A group of scientists in the United States and Italy has described transparent organic thin films that use self-assembly to create ultrathin layers with superior electro-optical properties. A cooperating group in the United States and China has demonstrated that superconductivity can be precisely controlled in ultrathin films.
Professors Tobin Marks and Antonio Facchetti at Northwestern University collaborated with professor Giorgio Pagani of the University of Milano-Bicocca to demonstrate a vapor-deposition technique for fabricating transparent organic thin films that self-assemble. The group reports a hundredfold increase in the self-assembled material's electro-optical responses at both the 1.3- and the 1.55-micron communications wavelengths.
By using hydrogen-bonding reactions, the group demonstrated that electro-optical thin films can be fabricated on silicon, glass, ceramic and organic-polymer substrates. The method is said to offer a lower-cost approach that nevertheless improves electro-optical properties.
"Vapor deposition of electro-optical films is still a relatively new technique," said Marks, "but it offers many advantages over conventional processing."

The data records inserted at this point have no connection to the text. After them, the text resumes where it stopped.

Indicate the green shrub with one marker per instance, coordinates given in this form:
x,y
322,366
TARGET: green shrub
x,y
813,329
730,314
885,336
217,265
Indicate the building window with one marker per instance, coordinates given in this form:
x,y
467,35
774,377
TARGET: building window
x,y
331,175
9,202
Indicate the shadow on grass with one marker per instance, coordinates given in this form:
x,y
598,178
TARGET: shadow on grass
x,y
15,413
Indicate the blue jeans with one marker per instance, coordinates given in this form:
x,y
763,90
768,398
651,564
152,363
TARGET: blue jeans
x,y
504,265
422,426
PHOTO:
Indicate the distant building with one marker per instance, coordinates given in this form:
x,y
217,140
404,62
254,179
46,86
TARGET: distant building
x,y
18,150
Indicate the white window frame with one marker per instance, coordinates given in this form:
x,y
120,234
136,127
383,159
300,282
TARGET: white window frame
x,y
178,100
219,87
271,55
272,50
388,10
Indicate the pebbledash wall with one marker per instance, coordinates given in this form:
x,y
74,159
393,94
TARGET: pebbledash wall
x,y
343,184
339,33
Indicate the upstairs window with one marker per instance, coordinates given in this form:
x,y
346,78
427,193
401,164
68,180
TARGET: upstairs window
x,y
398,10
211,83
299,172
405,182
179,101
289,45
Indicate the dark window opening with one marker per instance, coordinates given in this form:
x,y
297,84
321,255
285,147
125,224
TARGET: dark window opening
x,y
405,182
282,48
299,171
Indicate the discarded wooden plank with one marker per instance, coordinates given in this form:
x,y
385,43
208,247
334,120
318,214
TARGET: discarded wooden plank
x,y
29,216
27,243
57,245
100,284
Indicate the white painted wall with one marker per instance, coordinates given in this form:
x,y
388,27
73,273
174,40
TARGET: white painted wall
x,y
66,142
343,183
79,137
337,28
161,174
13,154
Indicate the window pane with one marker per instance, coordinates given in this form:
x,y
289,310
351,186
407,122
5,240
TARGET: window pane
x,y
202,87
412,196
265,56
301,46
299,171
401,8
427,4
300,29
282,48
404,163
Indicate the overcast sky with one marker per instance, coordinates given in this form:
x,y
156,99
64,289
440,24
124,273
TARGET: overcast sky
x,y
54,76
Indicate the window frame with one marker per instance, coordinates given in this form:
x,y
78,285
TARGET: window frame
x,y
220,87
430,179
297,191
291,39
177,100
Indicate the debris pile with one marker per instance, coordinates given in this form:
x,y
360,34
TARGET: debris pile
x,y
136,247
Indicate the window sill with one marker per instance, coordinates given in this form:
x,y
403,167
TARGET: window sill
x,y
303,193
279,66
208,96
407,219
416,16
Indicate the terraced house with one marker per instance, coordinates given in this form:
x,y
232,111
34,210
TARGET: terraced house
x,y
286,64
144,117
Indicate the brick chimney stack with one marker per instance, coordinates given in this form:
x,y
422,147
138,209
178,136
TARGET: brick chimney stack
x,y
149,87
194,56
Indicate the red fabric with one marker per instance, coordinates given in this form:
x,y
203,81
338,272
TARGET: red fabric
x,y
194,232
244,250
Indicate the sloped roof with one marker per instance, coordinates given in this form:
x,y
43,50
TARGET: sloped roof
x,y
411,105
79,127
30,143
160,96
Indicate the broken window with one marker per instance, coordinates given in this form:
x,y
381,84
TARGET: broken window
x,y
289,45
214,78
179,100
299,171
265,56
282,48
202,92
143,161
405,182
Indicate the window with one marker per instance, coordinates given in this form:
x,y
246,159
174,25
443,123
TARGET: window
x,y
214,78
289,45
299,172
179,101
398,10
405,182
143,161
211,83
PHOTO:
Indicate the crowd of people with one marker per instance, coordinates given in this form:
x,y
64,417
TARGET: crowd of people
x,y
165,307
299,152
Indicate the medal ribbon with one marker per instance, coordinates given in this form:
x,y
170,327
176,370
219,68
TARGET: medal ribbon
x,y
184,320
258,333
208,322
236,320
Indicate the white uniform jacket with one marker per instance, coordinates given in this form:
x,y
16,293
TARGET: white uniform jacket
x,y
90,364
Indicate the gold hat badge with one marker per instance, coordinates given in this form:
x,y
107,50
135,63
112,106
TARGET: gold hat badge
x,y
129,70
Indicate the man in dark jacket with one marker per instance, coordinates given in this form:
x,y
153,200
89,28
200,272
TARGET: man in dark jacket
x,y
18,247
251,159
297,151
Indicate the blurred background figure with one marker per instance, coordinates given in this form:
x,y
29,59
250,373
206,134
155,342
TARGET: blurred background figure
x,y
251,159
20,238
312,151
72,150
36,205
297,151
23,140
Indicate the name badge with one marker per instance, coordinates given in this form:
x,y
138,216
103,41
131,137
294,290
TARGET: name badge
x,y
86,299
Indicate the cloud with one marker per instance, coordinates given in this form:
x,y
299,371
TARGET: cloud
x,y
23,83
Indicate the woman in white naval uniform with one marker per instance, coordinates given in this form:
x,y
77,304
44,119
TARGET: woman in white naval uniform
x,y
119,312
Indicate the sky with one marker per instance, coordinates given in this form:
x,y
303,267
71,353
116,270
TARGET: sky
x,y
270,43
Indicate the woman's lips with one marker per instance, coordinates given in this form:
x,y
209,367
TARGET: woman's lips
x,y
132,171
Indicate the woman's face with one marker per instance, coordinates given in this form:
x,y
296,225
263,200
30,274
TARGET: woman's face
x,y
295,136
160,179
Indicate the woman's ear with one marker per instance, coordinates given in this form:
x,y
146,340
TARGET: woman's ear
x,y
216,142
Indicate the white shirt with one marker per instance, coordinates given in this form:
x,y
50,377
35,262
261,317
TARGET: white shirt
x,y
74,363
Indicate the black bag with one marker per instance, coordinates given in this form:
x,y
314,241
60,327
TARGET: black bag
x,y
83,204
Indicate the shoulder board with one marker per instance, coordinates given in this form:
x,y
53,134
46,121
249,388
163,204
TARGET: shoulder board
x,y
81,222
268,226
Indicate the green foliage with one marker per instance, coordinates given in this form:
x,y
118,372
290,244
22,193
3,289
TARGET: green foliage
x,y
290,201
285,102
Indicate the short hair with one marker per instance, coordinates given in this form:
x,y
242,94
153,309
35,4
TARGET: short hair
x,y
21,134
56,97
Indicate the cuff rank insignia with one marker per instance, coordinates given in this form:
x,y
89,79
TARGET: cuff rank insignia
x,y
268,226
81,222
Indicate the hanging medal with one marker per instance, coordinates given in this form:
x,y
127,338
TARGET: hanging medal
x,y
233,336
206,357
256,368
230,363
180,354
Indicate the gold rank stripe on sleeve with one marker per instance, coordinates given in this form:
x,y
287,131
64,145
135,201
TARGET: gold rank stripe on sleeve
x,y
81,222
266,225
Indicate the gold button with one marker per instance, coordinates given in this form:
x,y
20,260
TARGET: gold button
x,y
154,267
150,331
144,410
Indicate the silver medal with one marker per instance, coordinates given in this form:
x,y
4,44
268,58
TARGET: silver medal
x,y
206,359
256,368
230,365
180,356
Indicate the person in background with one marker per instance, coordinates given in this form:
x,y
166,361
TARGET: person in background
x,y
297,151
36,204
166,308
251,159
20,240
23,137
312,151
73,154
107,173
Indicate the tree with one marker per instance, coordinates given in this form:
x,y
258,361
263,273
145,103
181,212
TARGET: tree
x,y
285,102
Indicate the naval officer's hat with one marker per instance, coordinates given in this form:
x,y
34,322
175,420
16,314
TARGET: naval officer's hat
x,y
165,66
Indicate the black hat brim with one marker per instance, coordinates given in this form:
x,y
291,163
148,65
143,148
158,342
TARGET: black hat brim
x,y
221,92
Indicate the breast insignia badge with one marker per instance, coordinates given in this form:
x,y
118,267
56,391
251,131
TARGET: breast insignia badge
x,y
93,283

In the lab, Marks' and Pagani's group used hydrogen bonding to create the conditions under which precisely controlled thin films self-assemble. To maximize the electro-optical response of the material, the group ensured that the molecules' dipoles were oriented in the same direction on each layer during deposition, but were reversed from the orientation of adjacent layers. Use of these alternating layers-called asymmetric deposition-results in configurations that unlock the nonlinear optical properties masked by layers of symmetrically oriented dipoles, the team said.
To prove the concept, the group fabricated three compounds, each containing a pyridine ring on one end that acted as a hydrogen-bond acceptor. On the other end, a hydrogen-bond donor was fabricated. When the matched ends of the asymmetrical molecules were linked, the result was conjugated asymmetrical thin films. This head-to-tail alignment reportedly resulted in films with a 100x greater nonlinear response than lithium niobate.
Separately, Qi-Kun Xue of the Chinese Academy of Sciences in Beijing, with researchers from the University of Texas (Austin) and the University of California at Berkeley, showed that thin films can be more easily coaxed into superconductivity with careful deposition techniques. The team deposited crystalline lead onto silicon substrates at every thickness between 10 and 30 monolayers, then measured the superconductivity transition temperature at which the metal lost its resistance to electricity. The lead proved stable when deposited in odd numbers of between 11 and 21 monolayers. Further, the team demonstrated that superconductivity began occurring at lower temperatures for thinner films: 5 Kelvin at 15 monolayers vs. more than 6 K at 25 monolayers.